I live for the day when we smash the gates of Aksum and raze that vile city to the ground. I swore to avenge my father’s murder, which means I’m going to kill the King of Aksum and his entire court. Destroying Aksum will also protect my people from physical and spiritual warfare – Aksum’s Christian priests are trying to make us give up the Hebrew faith, and I know they won’t rest until they conquer our kingdom.
What are you most afraid of?
I fear that our mission will fail. If we don’t bring Aksum down, they will take over our domain, force us to convert to Christianity, and sell my people into slavery. I can’t let this happen!
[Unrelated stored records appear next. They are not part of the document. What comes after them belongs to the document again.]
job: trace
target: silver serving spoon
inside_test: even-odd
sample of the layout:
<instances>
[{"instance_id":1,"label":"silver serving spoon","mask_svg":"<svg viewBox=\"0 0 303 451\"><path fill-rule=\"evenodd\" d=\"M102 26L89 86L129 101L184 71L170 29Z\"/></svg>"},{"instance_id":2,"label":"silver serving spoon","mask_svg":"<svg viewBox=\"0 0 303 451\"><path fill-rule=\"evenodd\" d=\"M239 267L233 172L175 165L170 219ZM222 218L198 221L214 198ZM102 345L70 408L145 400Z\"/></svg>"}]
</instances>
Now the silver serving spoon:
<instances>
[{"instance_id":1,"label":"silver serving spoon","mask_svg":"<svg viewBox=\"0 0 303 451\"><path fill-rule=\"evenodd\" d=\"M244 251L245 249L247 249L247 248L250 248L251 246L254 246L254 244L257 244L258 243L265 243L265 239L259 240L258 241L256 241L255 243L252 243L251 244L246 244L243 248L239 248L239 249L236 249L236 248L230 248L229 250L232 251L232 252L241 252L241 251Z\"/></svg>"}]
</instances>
What do you expect the future will hold for you?
When Aksum falls, I will rule most of Ethiopia. I will have access to Red Sea ports and will be able to trade with far-off lands, instead of being isolated in my landlocked kingdom. One day, maybe I will get to sail to Israel and see the land where my ancestors had once lived.
As my kingdom grows, so will my responsibility. That’s where I will need Prince Sahama. He will rule by my side and help me subdue Aksum nobility which will surely resist my rule. It will also be my duty to provide the kingdom with heirs. When I have children, I hope our relationship will be as close and trusting as mine was with my father.
What have you learned about yourself in the course of your story?
That being a queen is hard. I never imagined how tough it would be to put someone to death, to question the loyalty of everyone around me, or to agree to a marriage just because I believe it will be useful to my kingdom.
I also learned that I’m not always right. Sometimes, I should listen to my councilors rather than pushing ahead with risky ventures.
What are you most proud of?
I do my best to be just. I never condemn or justify someone without listening to all sides of the case. My audience chamber is open to all, noblemen and simple folk alike. Nobody is below my notice, and I believe my people feel comfortable to come to me and share their concerns or ask for help. That was how my father ruled – he was a king of all his people, and I’m upholding this tradition.
Hannah Ross wrote her first story at the age of six and hasn’t stopped since. She is a multi-genre author who loves to escape into different worlds, whether it takes the form of fantasy, sci-fi, or historical tales.
Hannah’s fascination with Jewish history led her to explore the stories and legends of the Ethiopian diaspora, which led to the birth of two novels set in Ethiopia during the Aksumite era: Land of the Lost Tribe and her newest release, Queen of Ophir.
Hannah enjoys a quiet life with her husband, four children, two cats and a flock of chickens.